Your current environment

Hardware/Software:

  • Dual AMD Radeon PRO W6800X Duo (128 GB VRAM, 4 GPUs)
  • Ubuntu Server 24.04 LTS
  • ROCm 7.2.3
  • Python 3.12
  • PyTorch 2.10
  • vLLM 0.22.0 (KVarN fork)
  • Hermes Agent v0.15.1 (2026.5.29) (Separate Ubuntu VM)
  • Qwen/Qwen3.6-27B (Hugging Face)

Initial Feedback:
Changing from fp16 KV cache to kvarn_k4v2_g128 changed GPU KV cache size from: 861,434 tokens to: 2,754,939 tokens.
That's just amazing.
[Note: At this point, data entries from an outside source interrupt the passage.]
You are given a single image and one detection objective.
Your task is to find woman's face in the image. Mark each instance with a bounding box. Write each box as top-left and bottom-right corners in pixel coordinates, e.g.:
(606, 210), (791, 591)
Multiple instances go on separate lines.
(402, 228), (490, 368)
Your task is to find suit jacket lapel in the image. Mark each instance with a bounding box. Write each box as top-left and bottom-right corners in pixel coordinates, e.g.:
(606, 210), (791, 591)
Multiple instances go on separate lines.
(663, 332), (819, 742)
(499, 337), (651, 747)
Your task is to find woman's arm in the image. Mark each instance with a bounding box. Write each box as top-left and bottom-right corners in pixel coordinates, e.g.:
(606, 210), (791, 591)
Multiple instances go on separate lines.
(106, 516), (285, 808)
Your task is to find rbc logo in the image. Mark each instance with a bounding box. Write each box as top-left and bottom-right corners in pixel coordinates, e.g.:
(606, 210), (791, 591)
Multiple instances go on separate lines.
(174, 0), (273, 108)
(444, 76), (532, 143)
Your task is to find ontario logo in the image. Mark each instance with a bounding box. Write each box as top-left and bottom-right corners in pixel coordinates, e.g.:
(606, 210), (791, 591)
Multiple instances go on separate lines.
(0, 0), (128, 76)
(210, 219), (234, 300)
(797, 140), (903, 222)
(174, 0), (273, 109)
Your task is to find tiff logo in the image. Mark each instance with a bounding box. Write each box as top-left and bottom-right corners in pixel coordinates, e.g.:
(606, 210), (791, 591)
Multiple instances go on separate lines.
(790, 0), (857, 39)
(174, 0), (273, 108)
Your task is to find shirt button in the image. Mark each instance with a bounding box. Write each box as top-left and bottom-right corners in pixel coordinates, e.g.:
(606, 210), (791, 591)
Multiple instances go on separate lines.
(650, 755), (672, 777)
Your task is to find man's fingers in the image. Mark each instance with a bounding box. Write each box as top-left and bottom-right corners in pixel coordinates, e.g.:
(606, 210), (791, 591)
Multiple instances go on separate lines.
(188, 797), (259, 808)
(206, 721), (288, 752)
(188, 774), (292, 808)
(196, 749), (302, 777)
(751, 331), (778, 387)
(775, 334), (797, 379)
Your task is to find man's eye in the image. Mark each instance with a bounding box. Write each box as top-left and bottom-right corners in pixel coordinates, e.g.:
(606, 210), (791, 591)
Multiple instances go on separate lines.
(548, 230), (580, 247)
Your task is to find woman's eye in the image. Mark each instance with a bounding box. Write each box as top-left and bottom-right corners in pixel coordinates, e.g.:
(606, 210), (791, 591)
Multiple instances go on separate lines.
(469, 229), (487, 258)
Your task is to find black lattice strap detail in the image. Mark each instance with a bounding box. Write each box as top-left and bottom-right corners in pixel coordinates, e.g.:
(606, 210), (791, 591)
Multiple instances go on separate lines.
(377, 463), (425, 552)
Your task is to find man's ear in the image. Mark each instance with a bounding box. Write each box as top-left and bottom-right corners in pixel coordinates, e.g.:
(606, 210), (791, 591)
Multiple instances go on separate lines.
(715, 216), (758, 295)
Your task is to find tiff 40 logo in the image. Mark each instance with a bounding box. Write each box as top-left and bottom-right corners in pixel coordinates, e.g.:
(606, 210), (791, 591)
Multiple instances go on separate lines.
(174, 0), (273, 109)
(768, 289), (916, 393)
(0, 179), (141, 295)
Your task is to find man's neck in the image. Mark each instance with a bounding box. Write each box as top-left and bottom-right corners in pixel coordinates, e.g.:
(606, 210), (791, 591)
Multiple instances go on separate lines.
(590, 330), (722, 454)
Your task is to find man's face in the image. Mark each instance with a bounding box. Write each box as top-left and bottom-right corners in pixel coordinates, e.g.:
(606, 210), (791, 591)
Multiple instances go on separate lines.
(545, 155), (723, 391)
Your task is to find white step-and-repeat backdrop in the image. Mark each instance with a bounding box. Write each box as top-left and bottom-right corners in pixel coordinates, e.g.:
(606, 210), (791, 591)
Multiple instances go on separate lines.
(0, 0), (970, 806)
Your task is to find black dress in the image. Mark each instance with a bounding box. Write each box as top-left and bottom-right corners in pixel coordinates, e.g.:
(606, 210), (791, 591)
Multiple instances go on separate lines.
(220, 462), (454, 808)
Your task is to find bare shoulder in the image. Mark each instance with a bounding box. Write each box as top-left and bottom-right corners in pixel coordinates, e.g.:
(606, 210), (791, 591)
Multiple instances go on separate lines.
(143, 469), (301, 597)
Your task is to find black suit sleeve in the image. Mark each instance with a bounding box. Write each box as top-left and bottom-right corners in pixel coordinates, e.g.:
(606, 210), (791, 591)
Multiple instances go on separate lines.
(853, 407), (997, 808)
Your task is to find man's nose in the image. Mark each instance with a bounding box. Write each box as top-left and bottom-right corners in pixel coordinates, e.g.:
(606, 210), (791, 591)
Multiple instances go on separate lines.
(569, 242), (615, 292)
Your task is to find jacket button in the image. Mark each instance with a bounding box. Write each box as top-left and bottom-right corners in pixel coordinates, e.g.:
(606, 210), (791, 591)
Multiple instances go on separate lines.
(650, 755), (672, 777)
Great Job!

Problem:
Asking the hermes agent to perform a task that requires tool calling leads to the tool calling being inside the agent reply, not triggering the actual tool.
The agent then stops and no further action is taken.
In vLLM logs, continued activity is visible through generation throughput.
Several minutes later, vLLM activity stops. The agent produces nothing.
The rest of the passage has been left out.